A freshly-released think-tank report shows billions of dollars in planned spending on resource projects in Canada has rapidly evaporated, and a further drop should be expected unless there are substantial amendments to the federal government’s planned regulatory overhaul in controversial legislation presently being considered by parliament.
The C.D. Howe Institute indicated that the investment value of major energy, mining and forestry projects plunged C$100 billion between 2017 and 2018 – equivalent to erasing 4.5% from Canada’s GDP. The report is aptly titled: “A Crisis of Our Own Making.”
Among the projects that have been cancelled are TransCanada Corp.’s Energy East Pipeline CNOOC Ltd.’s Aurora LNG and Petronas Bhd’s C$36 billion Pacific Northwest LNG project. For the first time, Canada has dropped out of the ten top energy destinations in the world.
The declines in planned investment in the Canadian resource sector have continued even as investments in competing jurisdictions have rebounded following a long decline in commodity prices.
U.S. and global investment in oil and gas has rebounded while in Canada it has continued to plunge,” said the report, adding: “Global planned investment in mining has dropped but it has dropped even further in Canada.”

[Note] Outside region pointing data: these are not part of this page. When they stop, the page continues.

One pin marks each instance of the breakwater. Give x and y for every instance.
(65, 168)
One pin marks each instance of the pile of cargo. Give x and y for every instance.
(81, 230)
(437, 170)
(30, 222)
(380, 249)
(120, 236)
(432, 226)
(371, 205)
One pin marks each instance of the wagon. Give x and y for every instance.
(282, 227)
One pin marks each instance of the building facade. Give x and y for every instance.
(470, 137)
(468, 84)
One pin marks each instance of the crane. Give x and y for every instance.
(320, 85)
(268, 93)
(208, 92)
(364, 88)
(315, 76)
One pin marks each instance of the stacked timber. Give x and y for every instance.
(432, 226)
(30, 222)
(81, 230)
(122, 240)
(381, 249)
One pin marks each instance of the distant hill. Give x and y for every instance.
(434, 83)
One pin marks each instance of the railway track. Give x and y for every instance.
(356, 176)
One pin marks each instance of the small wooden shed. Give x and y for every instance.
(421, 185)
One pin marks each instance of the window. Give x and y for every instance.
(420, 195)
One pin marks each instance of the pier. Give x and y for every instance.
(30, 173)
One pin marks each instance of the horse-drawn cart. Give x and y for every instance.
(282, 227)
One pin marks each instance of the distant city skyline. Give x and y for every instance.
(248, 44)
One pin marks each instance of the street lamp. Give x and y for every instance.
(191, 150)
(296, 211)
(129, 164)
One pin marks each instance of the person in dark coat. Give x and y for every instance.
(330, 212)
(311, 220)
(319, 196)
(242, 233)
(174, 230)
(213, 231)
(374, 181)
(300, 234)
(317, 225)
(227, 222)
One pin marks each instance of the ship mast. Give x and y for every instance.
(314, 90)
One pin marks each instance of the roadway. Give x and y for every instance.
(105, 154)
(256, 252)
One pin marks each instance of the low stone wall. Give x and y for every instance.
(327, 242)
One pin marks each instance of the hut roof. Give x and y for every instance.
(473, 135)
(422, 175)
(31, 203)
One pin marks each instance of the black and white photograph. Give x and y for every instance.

Extensive regulatory delays are cited as a significant issue. The study showed that it can take up to 15 years to get a mine approved in Canada, compared with six years in Australia. And it can take up to 11 years for pipeline approvals in Canada versus two years in Australia and five years in the United States.
Even more important, the study stresses, is the fact that the proposed legislation does not fix the biggest obstacle facing major resource projects: the federal government’s approach to consultations with impacted Aboriginal peoples.